Improving the Robustness of Federated Learning for Severely Imbalanced Datasets
This addresses robustness issues in federated learning for applications with imbalanced data, like outlier detection, but is incremental as it builds on existing weight update mechanisms.
The paper tackles performance degradation in federated learning with severely imbalanced datasets, such as in outlier detection, by proposing adaptive cost-sensitive momentum averaging, which shows no to minimal degradation compared to other methods that hit bottom performance.

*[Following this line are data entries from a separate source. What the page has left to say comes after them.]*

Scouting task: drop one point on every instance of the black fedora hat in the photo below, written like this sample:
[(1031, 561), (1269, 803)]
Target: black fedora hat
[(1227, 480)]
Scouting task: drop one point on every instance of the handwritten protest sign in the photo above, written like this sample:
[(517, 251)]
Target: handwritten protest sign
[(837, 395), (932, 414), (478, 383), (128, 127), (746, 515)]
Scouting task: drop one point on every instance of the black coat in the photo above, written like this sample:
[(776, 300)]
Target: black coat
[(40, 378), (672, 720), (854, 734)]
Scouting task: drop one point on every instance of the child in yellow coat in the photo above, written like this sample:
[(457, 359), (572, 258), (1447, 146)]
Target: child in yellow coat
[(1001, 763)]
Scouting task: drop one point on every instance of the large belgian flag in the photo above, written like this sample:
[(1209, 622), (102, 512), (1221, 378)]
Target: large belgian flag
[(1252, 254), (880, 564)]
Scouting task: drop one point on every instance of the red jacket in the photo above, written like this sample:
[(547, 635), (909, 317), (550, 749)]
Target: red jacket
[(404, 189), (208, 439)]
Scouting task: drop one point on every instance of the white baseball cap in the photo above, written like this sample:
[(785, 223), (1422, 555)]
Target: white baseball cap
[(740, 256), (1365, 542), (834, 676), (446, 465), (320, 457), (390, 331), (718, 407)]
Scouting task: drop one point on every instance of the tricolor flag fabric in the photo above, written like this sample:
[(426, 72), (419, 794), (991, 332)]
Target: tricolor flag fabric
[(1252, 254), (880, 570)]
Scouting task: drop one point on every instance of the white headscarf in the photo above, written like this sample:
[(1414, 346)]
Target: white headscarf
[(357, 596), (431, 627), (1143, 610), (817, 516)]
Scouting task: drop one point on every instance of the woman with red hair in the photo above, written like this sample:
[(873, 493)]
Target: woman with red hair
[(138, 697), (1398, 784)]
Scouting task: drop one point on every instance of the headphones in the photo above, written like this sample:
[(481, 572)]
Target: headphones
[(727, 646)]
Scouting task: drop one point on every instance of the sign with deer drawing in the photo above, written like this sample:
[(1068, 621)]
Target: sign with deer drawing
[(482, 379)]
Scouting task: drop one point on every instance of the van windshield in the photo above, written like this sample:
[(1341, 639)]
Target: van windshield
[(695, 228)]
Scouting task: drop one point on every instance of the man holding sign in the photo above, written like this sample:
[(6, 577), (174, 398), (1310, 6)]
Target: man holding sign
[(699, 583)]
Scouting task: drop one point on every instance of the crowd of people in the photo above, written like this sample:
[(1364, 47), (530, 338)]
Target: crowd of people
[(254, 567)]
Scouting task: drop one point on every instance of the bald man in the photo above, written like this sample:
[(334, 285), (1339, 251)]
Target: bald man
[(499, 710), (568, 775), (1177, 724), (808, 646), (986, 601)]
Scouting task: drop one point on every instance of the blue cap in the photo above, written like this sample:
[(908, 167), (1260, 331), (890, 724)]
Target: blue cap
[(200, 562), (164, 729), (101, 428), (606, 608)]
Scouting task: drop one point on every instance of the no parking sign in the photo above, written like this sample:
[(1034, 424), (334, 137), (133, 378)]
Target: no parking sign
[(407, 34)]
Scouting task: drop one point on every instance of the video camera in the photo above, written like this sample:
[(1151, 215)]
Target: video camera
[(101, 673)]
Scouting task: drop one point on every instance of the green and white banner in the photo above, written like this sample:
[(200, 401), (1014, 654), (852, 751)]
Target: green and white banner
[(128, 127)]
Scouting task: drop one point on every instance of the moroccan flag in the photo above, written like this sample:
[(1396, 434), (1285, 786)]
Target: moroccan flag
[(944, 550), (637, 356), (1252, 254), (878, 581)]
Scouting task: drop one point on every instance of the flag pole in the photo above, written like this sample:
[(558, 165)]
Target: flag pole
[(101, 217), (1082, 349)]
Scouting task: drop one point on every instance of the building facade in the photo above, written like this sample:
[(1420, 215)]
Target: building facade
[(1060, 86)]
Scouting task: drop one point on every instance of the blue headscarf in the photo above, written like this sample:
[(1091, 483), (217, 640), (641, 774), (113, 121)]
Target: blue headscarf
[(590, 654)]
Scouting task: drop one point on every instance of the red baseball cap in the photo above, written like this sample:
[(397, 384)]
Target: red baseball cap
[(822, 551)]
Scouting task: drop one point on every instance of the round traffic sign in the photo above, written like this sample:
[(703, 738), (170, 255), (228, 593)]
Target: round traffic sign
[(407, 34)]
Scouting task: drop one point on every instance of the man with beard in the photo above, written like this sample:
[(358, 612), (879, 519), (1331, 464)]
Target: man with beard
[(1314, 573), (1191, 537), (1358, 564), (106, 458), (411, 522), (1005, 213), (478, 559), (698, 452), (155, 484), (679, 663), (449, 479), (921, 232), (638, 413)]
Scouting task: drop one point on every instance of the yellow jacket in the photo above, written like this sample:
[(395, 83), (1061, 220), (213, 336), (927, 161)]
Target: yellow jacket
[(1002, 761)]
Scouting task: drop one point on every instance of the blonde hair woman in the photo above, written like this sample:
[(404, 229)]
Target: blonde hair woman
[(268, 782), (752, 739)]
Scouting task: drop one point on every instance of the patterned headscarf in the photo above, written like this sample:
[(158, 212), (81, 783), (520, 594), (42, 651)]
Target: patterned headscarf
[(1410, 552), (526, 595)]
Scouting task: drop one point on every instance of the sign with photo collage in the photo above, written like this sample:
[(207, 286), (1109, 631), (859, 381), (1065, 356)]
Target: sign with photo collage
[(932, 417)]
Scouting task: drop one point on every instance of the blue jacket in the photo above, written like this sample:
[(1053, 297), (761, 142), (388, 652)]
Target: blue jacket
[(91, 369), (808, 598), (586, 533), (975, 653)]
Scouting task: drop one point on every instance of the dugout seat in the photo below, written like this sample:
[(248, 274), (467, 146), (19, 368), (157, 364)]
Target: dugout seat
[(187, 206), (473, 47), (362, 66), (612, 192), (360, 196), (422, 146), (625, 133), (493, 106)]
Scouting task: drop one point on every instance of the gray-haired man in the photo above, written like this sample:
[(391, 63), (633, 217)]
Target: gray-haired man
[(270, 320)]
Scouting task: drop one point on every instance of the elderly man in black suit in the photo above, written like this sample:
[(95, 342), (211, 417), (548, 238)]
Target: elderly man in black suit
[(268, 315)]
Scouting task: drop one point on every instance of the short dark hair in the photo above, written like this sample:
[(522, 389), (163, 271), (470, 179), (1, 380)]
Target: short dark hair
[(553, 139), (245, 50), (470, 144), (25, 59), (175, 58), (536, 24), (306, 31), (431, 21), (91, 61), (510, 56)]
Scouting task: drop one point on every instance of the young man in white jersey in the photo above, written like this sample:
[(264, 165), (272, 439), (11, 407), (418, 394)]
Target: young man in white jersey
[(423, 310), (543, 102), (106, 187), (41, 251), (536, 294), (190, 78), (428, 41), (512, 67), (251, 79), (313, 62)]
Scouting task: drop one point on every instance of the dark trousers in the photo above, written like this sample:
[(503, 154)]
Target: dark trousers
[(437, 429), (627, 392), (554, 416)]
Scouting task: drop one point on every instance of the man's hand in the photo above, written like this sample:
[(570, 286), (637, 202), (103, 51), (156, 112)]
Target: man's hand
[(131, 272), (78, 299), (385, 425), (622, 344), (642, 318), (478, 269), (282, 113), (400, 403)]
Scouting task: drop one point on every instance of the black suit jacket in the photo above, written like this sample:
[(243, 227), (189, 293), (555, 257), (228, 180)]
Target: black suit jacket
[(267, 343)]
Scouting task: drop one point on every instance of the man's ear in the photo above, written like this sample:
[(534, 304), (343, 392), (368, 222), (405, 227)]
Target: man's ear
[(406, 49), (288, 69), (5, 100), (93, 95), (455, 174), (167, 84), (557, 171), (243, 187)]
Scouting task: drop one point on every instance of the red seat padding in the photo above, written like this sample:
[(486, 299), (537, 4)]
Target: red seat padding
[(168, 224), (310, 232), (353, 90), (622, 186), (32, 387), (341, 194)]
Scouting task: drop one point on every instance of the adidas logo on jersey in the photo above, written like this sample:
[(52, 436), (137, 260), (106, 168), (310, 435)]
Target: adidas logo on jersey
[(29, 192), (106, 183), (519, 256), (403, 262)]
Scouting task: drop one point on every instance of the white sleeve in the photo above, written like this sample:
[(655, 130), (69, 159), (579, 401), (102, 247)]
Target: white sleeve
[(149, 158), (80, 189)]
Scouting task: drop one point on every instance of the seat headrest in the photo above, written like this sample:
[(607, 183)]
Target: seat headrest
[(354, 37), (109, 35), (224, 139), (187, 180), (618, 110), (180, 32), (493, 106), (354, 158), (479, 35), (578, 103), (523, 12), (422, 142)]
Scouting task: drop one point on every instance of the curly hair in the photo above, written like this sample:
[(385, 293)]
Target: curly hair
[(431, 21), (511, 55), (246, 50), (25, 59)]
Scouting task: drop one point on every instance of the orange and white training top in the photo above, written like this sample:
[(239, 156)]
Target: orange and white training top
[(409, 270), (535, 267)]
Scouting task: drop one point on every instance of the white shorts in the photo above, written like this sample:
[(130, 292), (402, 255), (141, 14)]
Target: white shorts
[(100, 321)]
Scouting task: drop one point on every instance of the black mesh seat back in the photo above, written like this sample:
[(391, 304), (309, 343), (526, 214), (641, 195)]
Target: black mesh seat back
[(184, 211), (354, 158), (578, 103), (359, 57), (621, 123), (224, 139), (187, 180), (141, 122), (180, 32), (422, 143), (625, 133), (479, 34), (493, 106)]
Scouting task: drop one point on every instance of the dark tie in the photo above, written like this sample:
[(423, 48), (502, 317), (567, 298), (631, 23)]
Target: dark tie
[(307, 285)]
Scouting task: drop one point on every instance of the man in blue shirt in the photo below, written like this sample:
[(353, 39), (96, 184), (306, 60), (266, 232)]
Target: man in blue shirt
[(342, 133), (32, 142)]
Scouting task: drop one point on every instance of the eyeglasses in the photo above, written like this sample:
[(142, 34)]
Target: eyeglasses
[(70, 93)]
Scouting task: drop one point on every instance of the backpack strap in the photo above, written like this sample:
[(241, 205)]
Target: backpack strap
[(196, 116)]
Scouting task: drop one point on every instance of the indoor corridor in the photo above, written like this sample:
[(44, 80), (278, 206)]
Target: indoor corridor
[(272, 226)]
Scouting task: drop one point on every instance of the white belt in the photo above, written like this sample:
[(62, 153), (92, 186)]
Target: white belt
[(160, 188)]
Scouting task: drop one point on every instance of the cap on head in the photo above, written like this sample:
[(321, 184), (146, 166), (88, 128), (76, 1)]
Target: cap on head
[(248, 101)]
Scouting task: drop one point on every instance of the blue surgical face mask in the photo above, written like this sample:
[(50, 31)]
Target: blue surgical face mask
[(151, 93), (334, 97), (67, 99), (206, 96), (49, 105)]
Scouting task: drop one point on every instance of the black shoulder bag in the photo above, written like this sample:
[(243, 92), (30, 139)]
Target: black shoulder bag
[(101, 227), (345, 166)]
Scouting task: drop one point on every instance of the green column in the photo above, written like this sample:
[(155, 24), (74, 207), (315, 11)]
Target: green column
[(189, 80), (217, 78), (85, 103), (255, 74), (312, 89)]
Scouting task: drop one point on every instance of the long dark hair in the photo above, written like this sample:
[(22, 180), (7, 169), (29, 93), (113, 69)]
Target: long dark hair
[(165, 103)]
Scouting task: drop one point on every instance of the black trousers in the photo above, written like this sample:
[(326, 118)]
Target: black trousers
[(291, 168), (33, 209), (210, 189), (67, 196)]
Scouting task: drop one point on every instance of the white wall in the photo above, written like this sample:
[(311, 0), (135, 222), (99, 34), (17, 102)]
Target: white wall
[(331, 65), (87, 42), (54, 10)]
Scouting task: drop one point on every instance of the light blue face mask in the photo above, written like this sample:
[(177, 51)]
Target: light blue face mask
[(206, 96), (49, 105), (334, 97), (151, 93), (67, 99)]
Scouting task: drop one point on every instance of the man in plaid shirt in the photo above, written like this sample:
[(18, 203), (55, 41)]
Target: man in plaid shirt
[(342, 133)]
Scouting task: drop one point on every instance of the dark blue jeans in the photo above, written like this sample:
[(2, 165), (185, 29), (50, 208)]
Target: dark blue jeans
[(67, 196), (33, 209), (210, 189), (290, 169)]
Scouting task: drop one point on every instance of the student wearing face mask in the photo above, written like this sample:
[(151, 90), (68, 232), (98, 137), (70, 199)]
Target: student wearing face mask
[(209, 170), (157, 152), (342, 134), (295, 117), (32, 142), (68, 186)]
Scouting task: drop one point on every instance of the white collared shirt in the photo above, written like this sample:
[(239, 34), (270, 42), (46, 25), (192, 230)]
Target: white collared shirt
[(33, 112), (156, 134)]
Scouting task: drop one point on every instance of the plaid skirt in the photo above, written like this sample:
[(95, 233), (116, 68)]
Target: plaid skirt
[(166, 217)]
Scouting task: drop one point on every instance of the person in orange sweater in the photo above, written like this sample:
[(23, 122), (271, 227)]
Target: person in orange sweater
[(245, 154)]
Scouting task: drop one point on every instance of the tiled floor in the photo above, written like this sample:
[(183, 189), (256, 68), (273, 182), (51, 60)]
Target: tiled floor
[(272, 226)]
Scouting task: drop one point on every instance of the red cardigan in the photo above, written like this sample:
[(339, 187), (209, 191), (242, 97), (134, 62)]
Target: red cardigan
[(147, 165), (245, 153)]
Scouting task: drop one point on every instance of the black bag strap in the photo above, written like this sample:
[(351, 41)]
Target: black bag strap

With the ever increasing data deluge and the success of deep neural networks, the research of distributed deep learning has become pronounced. Two common approaches to achieve this distributed learning is synchronous and asynchronous weight update. In this manuscript, we have explored very simplistic synchronous weight update mechanisms. It has been seen that with an increasing number of worker nodes, the performance degrades drastically. This effect has been studied in the context of extreme imbalanced classification (e.g. outlier detection). In practical cases, the assumed conditions of i.i.d. may not be fulfilled. There may also arise global class imbalance situations like that of outlier detection where the local servers receive severely imbalanced data and may not get any samples from the minority class. In that case, the DNNs in the local servers will get completely biased towards the majority class that they receive. This would highly impact the learning at the parameter server (which practically does not see any data). It has been observed that in a parallel setting if one uses the existing federated weight update mechanisms at the parameter server, the performance degrades drastically with the increasing number of worker nodes. This is mainly because, with the increasing number of nodes, there is a high chance that one worker node gets a very small portion of the data, either not enough to train the model without overfitting or having a highly imbalanced class distribution. The chapter, hence, proposes a workaround to this problem by introducing the concept of adaptive cost-sensitive momentum averaging. It is seen that for the proposed system, there was no to minimal degradation in performance while most of the other methods hit their bottom performance before that.